Originally reported by Boaz Sobrado for Forbes. This article is our own editorial take on that coverage. To read the original reporting, visit: "A Fintech VC Just Led A $7.5M Bet On Private Aviation — Here's Why" on Forbes.com →
When a venture capital firm whose portfolio is built on payments and banking infrastructure leads a funding round in a private aviation software company, it's easy to wonder if they've strayed off course. But TTV Capital's decision to anchor Hamilton AI's $7.5 million seed round tells a story about where the real inefficiency in aviation actually lives, not in the jets, but in the transactions surrounding them.
What Hamilton AI Actually Does
Founded in 2024 by Wouter Witvoet and headquartered in San Francisco, Hamilton AI has built what it describes as a deterministic AI execution platform for private aviation. In practice, this means a single system that ingests the unstructured chaos of aviation operations — emails, WhatsApp messages, PDFs, maintenance records, operational documents — and converts it all into structured, auditable action without human intervention at every step.
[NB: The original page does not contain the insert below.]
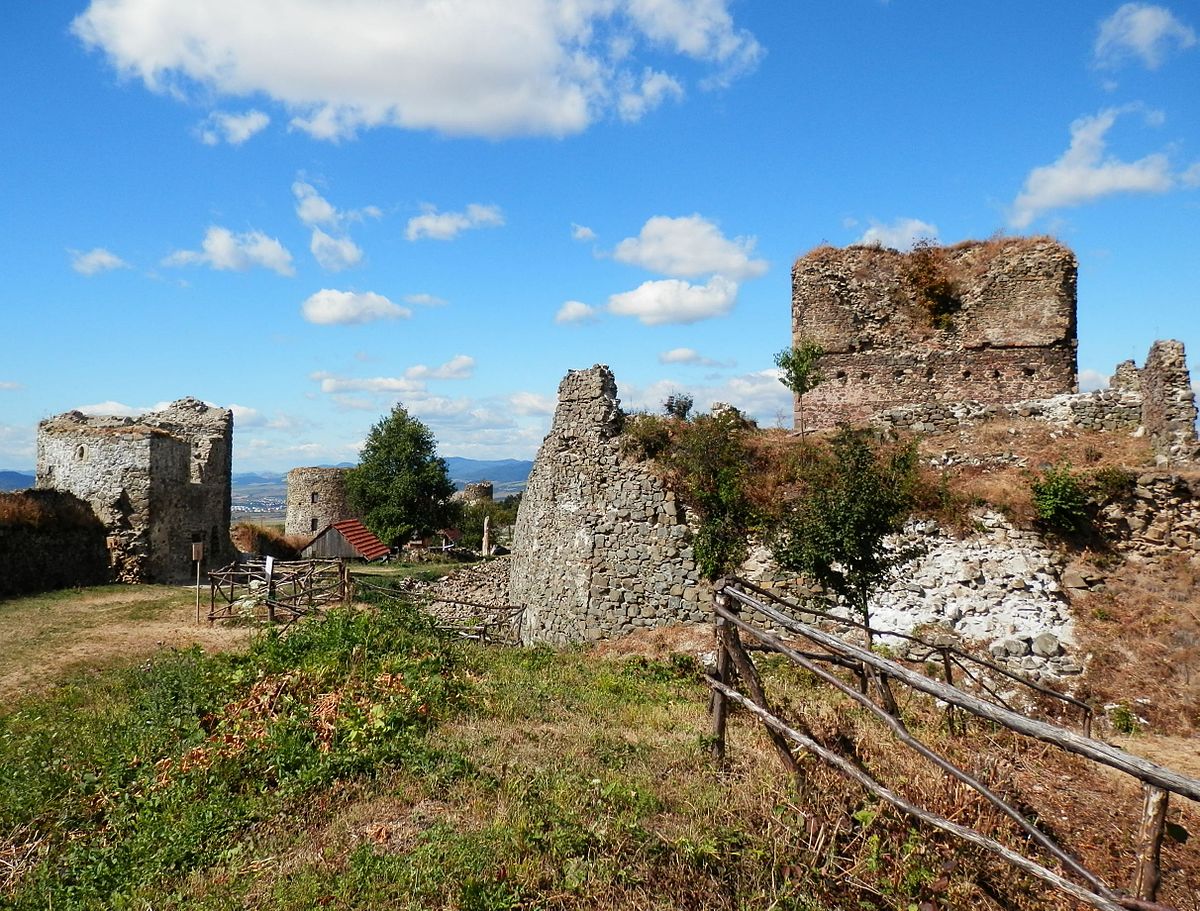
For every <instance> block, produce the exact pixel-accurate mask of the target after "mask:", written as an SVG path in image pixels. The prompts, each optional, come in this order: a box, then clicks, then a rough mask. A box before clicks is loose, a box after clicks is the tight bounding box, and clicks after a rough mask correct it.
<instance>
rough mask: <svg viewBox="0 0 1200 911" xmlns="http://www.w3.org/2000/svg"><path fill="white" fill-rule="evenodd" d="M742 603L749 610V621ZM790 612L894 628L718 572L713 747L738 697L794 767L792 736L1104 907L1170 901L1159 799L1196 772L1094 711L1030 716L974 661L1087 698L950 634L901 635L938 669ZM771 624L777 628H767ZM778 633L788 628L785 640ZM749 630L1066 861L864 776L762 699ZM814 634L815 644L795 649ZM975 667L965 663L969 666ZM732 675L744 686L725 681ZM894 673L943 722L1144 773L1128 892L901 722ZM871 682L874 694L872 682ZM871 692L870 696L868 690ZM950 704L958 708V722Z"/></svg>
mask: <svg viewBox="0 0 1200 911" xmlns="http://www.w3.org/2000/svg"><path fill="white" fill-rule="evenodd" d="M743 610H748V611H750V612H752V616H751V617H750V619H752V621H754V622H752V623H751V622H748V621H746V618H745V617H744V616H743ZM799 617H812V618H814V619H818V618H820V619H822V621H824V622H835V623H839V624H841V625H845V627H851V628H857V629H858V630H860V631H863V633H864V635H865V636H866V639H868V641H870V639H871V637H872V635H875V634H878V635H896V636H901V635H902V634H888V633H884V631H882V630H868V628H866V627H864V625H863V624H856V623H852V622H847V621H839V619H836V618H832V617H828V615H824V616H821V615H820V612H815V611H812V610H811V609H806V607H803V606H800V605H797V604H793V603H791V601H787V600H785V599H781V598H778V597H775V595H773V594H772V593H769V592H767V591H764V589H762V588H758V587H756V586H754V585H751V583H749V582H745V581H744V580H739V579H725V580H720V581H719V582H718V583H716V586H715V623H716V640H718V663H716V671H715V672H714V673H713V675H709V676H708V677H707V682H708V685H709V687H710V688H712V689H713V701H712V721H713V748H712V749H713V756H714V759H716V760H718V761H722V760H724V759H725V749H726V743H725V729H726V720H727V713H728V706H730V703H734V705H738V706H742V707H743V708H745V709H746V711H748V712H750V713H751V714H752V715H755V717H757V718H758V719H760V720H761V721H762V723H763V725H764V726H766V730H767V733H768V736H769V737H770V741H772V743H773V745H774V748H775V750H776V751H778V753H779V756H780V760H781V761H782V762H784V765H785V767H786V768H787V769H788V771H790V772H792V773H794V772H797V771H798V765H797V760H796V756H794V754H793V753H792V747H793V744H794V745H799V747H802V748H803V749H805V750H808V751H809V753H810V754H812V755H814V756H816V757H817V759H818V760H821V761H822V762H824V763H827V765H829V766H832V767H833V768H835V769H836V771H839V772H841V773H842V774H845V775H846V777H848V778H851V779H853V780H854V781H857V783H858V784H859V785H862V786H863V787H864V789H865V790H868V791H869V792H871V793H872V795H875V796H876V797H878V798H880V799H882V801H886V802H887V803H890V804H892V805H894V807H896V808H898V809H899V810H901V811H902V813H906V814H908V815H910V816H913V817H914V819H918V820H920V821H923V822H925V823H928V825H930V826H934V827H936V828H938V829H941V831H943V832H948V833H950V834H954V835H956V837H959V838H961V839H964V840H965V841H968V843H971V844H973V845H976V846H978V847H982V849H984V850H986V851H990V852H992V853H995V855H997V856H998V857H1001V858H1003V859H1004V861H1006V862H1008V863H1009V864H1012V865H1013V867H1015V868H1019V869H1021V870H1024V871H1026V873H1028V874H1031V875H1032V876H1036V877H1037V879H1039V880H1042V881H1043V882H1045V883H1048V885H1049V886H1051V887H1054V888H1056V889H1060V891H1061V892H1064V893H1067V894H1069V895H1073V897H1074V898H1076V899H1078V900H1080V901H1081V903H1084V904H1087V905H1090V906H1092V907H1097V909H1103V911H1120V909H1132V910H1134V911H1168V910H1166V909H1164V906H1163V905H1159V904H1156V901H1154V899H1156V897H1157V892H1158V885H1159V851H1160V846H1162V840H1163V834H1164V828H1165V822H1166V810H1168V802H1169V799H1170V795H1172V793H1174V795H1178V796H1181V797H1186V798H1188V799H1190V801H1195V802H1200V780H1196V779H1193V778H1188V777H1186V775H1181V774H1178V773H1176V772H1172V771H1171V769H1168V768H1164V767H1162V766H1158V765H1156V763H1153V762H1150V761H1148V760H1145V759H1141V757H1139V756H1133V755H1130V754H1128V753H1124V751H1123V750H1120V749H1117V748H1115V747H1111V745H1109V744H1106V743H1103V742H1100V741H1096V739H1093V738H1092V737H1091V713H1090V711H1087V712H1084V713H1082V724H1084V733H1075V732H1074V731H1069V730H1067V729H1066V727H1062V726H1060V725H1056V724H1050V723H1048V721H1042V720H1036V719H1033V718H1030V717H1027V715H1025V714H1021V713H1019V712H1016V711H1014V709H1013V708H1012V706H1009V705H1008V703H1007V701H1006V700H1003V699H1002V697H1001V695H1000V694H998V693H997V691H996V689H995V687H992V685H991V684H990V683H989V682H988V681H986V676H985V675H984V673H983V672H982V671H980V669H982V667H986V669H988V670H990V671H992V672H996V673H1002V675H1004V676H1006V677H1008V678H1012V679H1013V681H1014V682H1016V683H1019V684H1021V685H1026V687H1028V688H1031V690H1033V691H1037V693H1039V694H1040V695H1043V696H1048V695H1049V696H1050V697H1055V696H1057V697H1058V699H1060V700H1061V701H1063V702H1064V705H1068V706H1073V707H1082V708H1085V709H1086V706H1084V703H1081V702H1079V701H1078V700H1073V699H1070V697H1069V696H1064V695H1062V694H1057V693H1055V691H1054V690H1049V689H1048V688H1045V687H1040V685H1038V684H1033V683H1031V682H1028V681H1025V679H1024V678H1021V677H1019V676H1016V675H1012V673H1010V672H1008V671H1007V670H1004V669H1002V667H1000V666H998V665H994V664H992V663H989V661H985V660H983V659H977V658H974V657H972V655H970V654H967V653H965V652H961V651H960V649H956V648H953V647H950V646H938V645H936V643H928V642H924V641H923V640H920V639H918V637H916V636H907V635H904V637H905V639H908V640H911V641H913V642H918V643H920V645H922V646H924V647H928V648H929V649H935V651H937V652H938V653H940V655H941V658H942V663H941V665H942V666H941V670H942V672H943V675H944V679H943V681H938V679H934V678H931V677H929V676H926V675H924V673H919V672H917V671H914V670H912V669H910V667H906V666H905V665H902V664H900V663H899V661H894V660H892V659H888V658H883V657H881V655H880V654H876V653H875V652H874V651H870V649H866V648H860V647H859V646H856V645H852V643H851V642H847V641H846V640H844V639H841V637H839V636H836V635H833V634H830V633H828V631H826V630H823V629H820V628H818V627H817V625H815V624H814V623H810V622H804V621H803V619H799ZM772 630H775V631H772ZM780 634H786V635H788V636H791V637H798V639H790V640H788V641H784V639H781V635H780ZM743 636H746V637H748V639H749V640H750V642H752V643H754V645H756V646H757V647H758V648H762V649H764V651H769V652H774V653H776V654H780V655H784V657H785V658H787V659H788V660H791V661H793V663H794V664H797V665H799V666H800V667H804V669H805V670H806V671H809V672H810V673H812V675H815V676H816V677H817V678H818V679H820V681H822V682H824V683H826V684H828V685H830V687H833V688H834V689H836V690H838V691H840V693H842V694H844V695H846V696H847V697H850V699H851V700H853V701H854V702H856V703H858V705H859V706H862V707H863V708H864V709H866V711H868V712H869V713H870V714H871V715H874V717H875V718H877V719H878V720H880V721H881V723H882V724H883V725H884V726H886V727H887V729H888V730H889V731H890V732H892V733H893V735H894V736H895V737H896V739H899V741H900V742H901V743H904V744H905V745H906V747H908V748H911V749H913V750H914V751H917V753H918V754H919V755H920V756H923V757H924V759H925V760H928V761H929V762H931V763H932V765H934V766H936V767H937V768H938V769H941V771H942V772H943V773H944V774H947V775H949V777H952V778H954V779H955V780H958V781H960V783H961V784H964V785H966V786H967V787H970V789H972V790H974V791H976V792H977V793H978V795H979V796H980V797H983V798H984V799H985V801H986V802H988V803H990V804H991V805H992V807H995V808H996V809H997V810H1000V811H1001V813H1003V814H1004V815H1006V816H1008V817H1009V819H1012V820H1013V822H1014V823H1016V826H1018V827H1020V829H1021V831H1022V832H1024V833H1025V834H1026V835H1027V838H1028V839H1030V841H1032V843H1033V844H1034V845H1037V846H1039V847H1040V849H1042V850H1043V851H1045V852H1046V853H1048V855H1050V856H1051V857H1052V858H1055V861H1057V862H1058V864H1061V867H1062V869H1063V871H1064V873H1058V871H1056V870H1051V869H1050V868H1048V867H1046V865H1044V864H1043V863H1040V862H1038V861H1036V859H1032V858H1030V857H1026V856H1025V855H1022V853H1019V852H1016V851H1013V850H1012V849H1009V847H1007V846H1004V845H1002V844H1000V843H998V841H996V840H995V839H992V838H991V837H989V835H986V834H984V833H980V832H977V831H974V829H971V828H967V827H965V826H961V825H959V823H956V822H952V821H950V820H948V819H944V817H943V816H940V815H937V814H935V813H931V811H929V810H926V809H923V808H920V807H918V805H916V804H914V803H912V802H910V801H908V799H906V798H905V797H902V796H900V795H898V793H895V792H894V791H892V790H889V789H888V787H886V786H884V785H882V784H880V783H878V781H876V780H875V779H872V778H871V777H870V775H869V774H868V773H866V772H865V771H864V769H863V768H860V767H859V766H858V765H856V763H854V762H852V761H851V760H848V759H847V757H845V756H842V755H840V754H838V753H835V751H834V750H830V749H829V748H827V747H824V745H822V744H821V743H818V742H817V741H816V739H815V738H814V737H812V736H811V733H810V732H809V731H808V730H806V729H805V727H804V725H803V724H799V723H791V724H790V723H787V721H785V720H784V719H782V718H780V717H779V714H778V713H775V712H774V711H773V709H772V708H770V703H769V701H768V699H767V694H766V693H764V690H763V685H762V678H761V676H760V675H758V671H757V669H756V667H755V664H754V660H752V659H751V657H750V652H749V651H748V648H746V643H744V642H743ZM800 641H803V643H804V646H803V647H804V648H810V647H812V646H815V647H816V648H817V649H818V651H816V652H814V651H799V649H798V648H796V647H794V646H796V645H800ZM955 667H959V669H960V670H962V671H965V672H966V673H967V675H970V677H971V679H972V681H973V682H974V683H976V685H978V687H980V689H982V690H983V691H984V693H986V694H989V695H990V696H991V697H992V699H994V700H995V701H989V700H985V699H982V697H979V696H977V695H973V694H972V693H967V691H966V690H962V689H960V688H959V687H956V685H955V684H954V669H955ZM834 669H841V670H850V671H852V672H853V675H854V677H857V685H851V684H848V683H847V682H846V681H845V679H842V677H839V676H838V675H836V673H835V672H834ZM972 669H974V670H972ZM737 679H740V682H742V685H743V688H744V689H745V690H746V691H745V693H743V691H740V690H739V689H737V688H736V687H734V685H733V684H734V682H736V681H737ZM893 684H896V685H902V687H907V688H910V689H911V690H913V691H916V693H920V694H925V695H926V696H930V697H932V699H936V700H940V701H941V702H942V703H944V705H946V707H947V713H948V715H947V724H948V729H949V731H950V732H952V733H966V730H967V725H966V721H967V719H968V718H970V717H972V715H973V717H977V718H980V719H984V720H985V721H988V723H990V724H995V725H1001V726H1003V727H1007V729H1008V730H1010V731H1014V732H1016V733H1020V735H1024V736H1027V737H1033V738H1036V739H1039V741H1042V742H1044V743H1048V744H1052V745H1054V747H1057V748H1058V749H1062V750H1066V751H1068V753H1074V754H1076V755H1079V756H1084V757H1086V759H1088V760H1091V761H1093V762H1097V763H1099V765H1103V766H1106V767H1109V768H1112V769H1116V771H1117V772H1121V773H1123V774H1126V775H1129V777H1132V778H1134V779H1136V780H1138V781H1140V783H1141V785H1142V789H1144V795H1145V805H1144V809H1142V821H1141V827H1140V831H1139V834H1138V839H1139V847H1138V862H1136V869H1135V870H1134V875H1133V885H1132V888H1130V892H1132V894H1126V893H1122V892H1120V891H1117V889H1115V888H1112V887H1110V886H1109V885H1106V883H1105V882H1104V881H1103V880H1102V879H1100V877H1099V876H1097V875H1096V874H1094V873H1092V871H1091V870H1088V869H1087V868H1086V867H1085V865H1084V864H1082V863H1081V862H1080V861H1079V859H1076V858H1075V857H1073V856H1072V855H1069V853H1068V852H1067V851H1064V850H1063V849H1062V847H1061V846H1058V845H1057V844H1056V843H1055V841H1054V840H1052V839H1051V838H1050V837H1049V835H1046V834H1045V833H1043V832H1042V831H1040V829H1039V828H1038V827H1037V826H1034V825H1033V823H1031V822H1030V821H1028V820H1027V819H1026V817H1025V815H1024V814H1022V813H1020V810H1018V809H1016V808H1014V807H1012V805H1010V804H1009V803H1007V802H1006V801H1004V799H1003V798H1001V797H1000V796H998V795H996V793H995V792H992V791H991V790H989V789H988V787H986V786H985V785H983V784H982V783H980V781H979V780H978V779H976V778H974V777H973V775H972V774H971V773H968V772H966V771H964V769H961V768H959V767H958V766H955V765H953V763H952V762H949V761H948V760H947V759H944V757H943V756H941V755H938V754H937V753H935V751H934V750H932V749H930V748H929V747H928V745H925V744H924V743H922V742H920V741H918V739H917V738H916V737H914V736H913V735H912V733H911V732H910V731H908V729H907V727H906V726H905V724H904V720H902V719H901V717H900V712H899V709H898V708H896V701H895V697H894V695H893ZM872 691H874V694H875V697H874V699H872V697H871V695H869V694H870V693H872ZM876 699H877V700H878V702H876ZM955 713H959V715H960V718H959V719H958V723H955Z"/></svg>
The platform handles the workflows that currently eat the most time: generating flight quotes, dynamically pricing trips against live supply and demand data, managing customer pipelines, optimising empty-leg routes, coordinating crew scheduling, and reconciling payments. Operators can move from initial request to confirmed booking with greater speed, fewer errors, and a fully traceable audit trail.
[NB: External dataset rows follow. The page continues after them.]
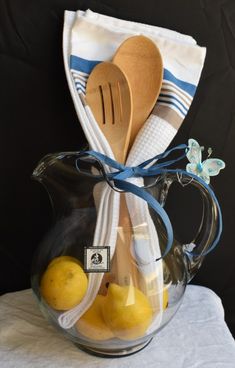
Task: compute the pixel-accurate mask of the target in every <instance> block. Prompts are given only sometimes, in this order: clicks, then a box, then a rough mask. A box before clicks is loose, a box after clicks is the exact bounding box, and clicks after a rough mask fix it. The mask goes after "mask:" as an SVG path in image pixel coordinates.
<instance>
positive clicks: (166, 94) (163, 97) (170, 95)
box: [159, 93, 188, 114]
mask: <svg viewBox="0 0 235 368" xmlns="http://www.w3.org/2000/svg"><path fill="white" fill-rule="evenodd" d="M161 97H163V98H164V97H166V98H168V99H169V100H175V101H176V102H178V104H180V106H181V107H180V106H179V109H181V108H182V109H183V110H185V112H184V114H186V113H187V112H188V107H187V106H186V105H185V104H183V103H182V102H181V101H180V100H179V99H178V98H176V97H175V96H173V95H172V94H169V95H167V94H164V93H161V94H160V95H159V99H160V98H161ZM167 102H168V101H167ZM173 102H174V101H173Z"/></svg>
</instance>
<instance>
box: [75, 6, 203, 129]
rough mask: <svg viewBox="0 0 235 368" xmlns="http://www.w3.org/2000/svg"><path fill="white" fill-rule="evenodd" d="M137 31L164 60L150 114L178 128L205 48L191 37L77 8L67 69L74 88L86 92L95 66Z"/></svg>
mask: <svg viewBox="0 0 235 368" xmlns="http://www.w3.org/2000/svg"><path fill="white" fill-rule="evenodd" d="M137 34H143V35H145V36H147V37H149V38H151V39H152V41H154V42H155V43H156V45H157V46H158V48H159V50H160V52H161V55H162V59H163V66H164V74H163V83H162V88H161V92H160V95H159V98H158V101H157V103H156V106H155V108H154V109H153V111H152V114H153V115H155V116H159V117H160V118H162V119H164V120H166V121H167V122H168V123H170V124H171V125H172V126H173V127H174V128H175V129H176V130H178V129H179V127H180V125H181V124H182V122H183V119H184V118H185V116H186V115H187V113H188V110H189V108H190V105H191V103H192V100H193V97H194V95H195V92H196V89H197V85H198V82H199V79H200V75H201V71H202V67H203V64H204V59H205V54H206V49H205V48H204V47H200V46H198V45H197V44H196V42H195V40H194V39H193V38H192V37H190V36H187V35H182V34H179V33H177V32H174V31H170V30H166V29H163V28H160V27H155V26H150V25H146V24H140V23H134V22H129V21H124V20H120V19H115V18H112V17H108V16H105V15H102V14H97V13H94V12H92V11H91V10H87V11H86V12H82V11H78V12H76V15H75V18H74V23H73V28H72V34H71V54H70V70H71V73H72V76H73V79H74V83H75V86H76V89H77V91H80V92H82V93H85V90H86V81H87V78H88V76H89V74H90V72H91V71H92V69H93V68H94V66H95V65H97V64H98V63H100V62H102V61H111V60H112V57H113V55H114V53H115V51H116V50H117V48H118V47H119V46H120V44H121V43H122V42H123V41H124V40H126V39H127V38H129V37H130V36H133V35H137Z"/></svg>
"Private aviation has the same fundamental problem: billions of dollars in activity running on manual processes."
— Wouter Witvoet, Founder & CEO, Hamilton AI
The results that early customers have reported are striking. One operator tripled its daily quote output — from roughly 400 quotes to over 1,200 — without hiring a single additional salesperson. Staff didn't disappear; they simply shifted away from manual data entry toward relationship management and deal closing.
Why a Fintech VC Leads This Round
TTV Capital manages over $750 million in assets and has spent more than two decades backing early-stage companies in payments, lending, banking infrastructure, and financial software. At first glance, private aviation looks like an odd fit. But Gardiner Garrard, TTV's co-founder and managing partner, has articulated the logic clearly: private aviation is fundamentally a financial services problem wearing an aviation costume.
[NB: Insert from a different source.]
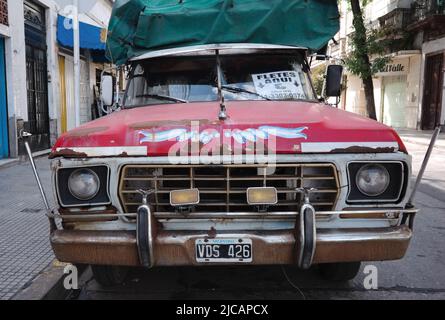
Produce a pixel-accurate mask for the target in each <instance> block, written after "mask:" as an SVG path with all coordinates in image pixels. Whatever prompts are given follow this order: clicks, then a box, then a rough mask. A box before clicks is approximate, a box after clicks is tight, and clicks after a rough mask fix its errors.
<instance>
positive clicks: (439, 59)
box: [421, 53, 444, 130]
mask: <svg viewBox="0 0 445 320" xmlns="http://www.w3.org/2000/svg"><path fill="white" fill-rule="evenodd" d="M443 68H444V54H443V53H440V54H435V55H430V56H427V58H426V62H425V81H424V89H423V103H422V119H421V129H422V130H434V129H435V128H436V127H438V126H439V125H440V117H441V111H442V93H443Z"/></svg>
Every flight booking involves high-value, time-sensitive transactions. Pricing must reflect real-time supply and demand. Payments need to be reconciled accurately and quickly. Compliance requirements add layers of documentation. The workflows that Hamilton AI automates are, at their core, the same workflows that fintech infrastructure has been modernising in banking and lending for the past decade; they just happen to involve aircraft rather than mortgages.
By integrating payment reconciliation directly into its platform, Hamilton AI adds measurable financial value to each transaction it processes. That embedded payment layer is precisely what TTV recognised as its area of expertise.
The Investors Behind the Round
TTV Capital led the seed round, with a strong supporting cast of early-stage specialists joining alongside them:
Bling Cambrian Ventures, FJ Labs, Weekend Fund, Mintaka Ventures, Ventures Correlation VC, HF0
The combination of a fintech-focused lead with generalist early-stage funds signals broad conviction, not just in the technology, but in the founding team's ability to execute in a complex, regulated market.
Who Is Wouter Witvoet?
Witvoet is a serial founder with a track record that lends genuine credibility to an ambitious vision. He previously scaled Secfi into the largest lending platform backed by private company equity, facilitating over $1 billion in transactions. He also played a key executive role in taking DeFi Technologies public on the NASDAQ, where it reached a market capitalisation of approximately $1.2 billion.
His consistent thread across these ventures is building execution infrastructure for markets characterised by high stakes, complex transactions, and historically poor tooling. Private aviation fits that profile precisely.
A $60 Billion Market Running on Spreadsheets
The private aviation market is valued at approximately $60 billion globally, yet a large share of operators still manage their business using a patchwork of legacy tools, some reports suggest operators routinely juggle over 25 separate systems to manage a single flight operation. Quoting, scheduling, dispatch, compliance, crew management, and invoicing all live in different places, connected by manual effort and email threads.
Hamilton AI's approach is to collapse that fragmentation into a single deterministic system. "Deterministic" is a deliberate choice of word: unlike generative AI systems that produce probabilistic outputs, Hamilton's platform operates with auditable logic, every action it takes can be traced and verified, which matters enormously in a regulated, safety-critical industry.
Early traction among U.S. commercial operators demonstrates that the market is ready. Key early customers including Baker Aviation, Craft Aviation, and Jetvia helped shape the product over Hamilton's first 18 months of operation, and the company plans to use this funding to expand its data pipelines, deepen its engineering capabilities, and accelerate product development.
Hamilton AI's raise is a signal worth paying attention to, not just for aviation professionals, but for anyone tracking where AI is creating genuine, measurable value in complex operational industries. The $60 billion question is no longer whether private aviation needs better software. It's who will own the execution layer when it finally gets it.